The Baikal Nature Reserve (/baɪˈkɔːl/; Байка́льский запове́дник) is a nature reserve and "zapovednik" on the southeast shore of Lake Baikal, in southern Buryatia, Russia. Also called Baikal Zapovednik, it was established in 1969 for preserving the nature along the lake and the neighboring central part of the Khamar-Daban Range. The area of this nature reserve is 165,700 ha. It hosts dark pine taiga (silver fir, cedar, spruce), thin forests, Siberian Dwarf Pine and rhododendron underbrush, subalpine meadows, and alpine tundras. The Baikal Nature Reserve is home to 812 kinds of plants, 49 types of mammals, 272 birds, 3 reptiles, 3 amphibians, and 7 types of fish.
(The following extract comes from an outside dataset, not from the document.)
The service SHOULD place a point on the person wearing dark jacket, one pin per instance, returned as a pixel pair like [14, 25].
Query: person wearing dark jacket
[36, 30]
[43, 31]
The reserve is also home to East Siberian brown bear, Baikal lynx, wolverine, otter, osprey, and golden eagle. The Baikal Nature Reserve is part of the World Network of Biosphere Reserves (also see List of biosphere reserves in the Russian Federation). The reserve is also a part of the Lake Baikal World Heritage Site. The Kabansky Nature Zakaznik, across 12,100 ha, was transferred under the jurisdiction of the Baikal Nature Reserve in 1985.

Since March 2011 the 78373 ha territory of the Altacheisky Federal Reserve in the Selenga Highlands falls under the jurisdiction of the Baikal Nature Reserve.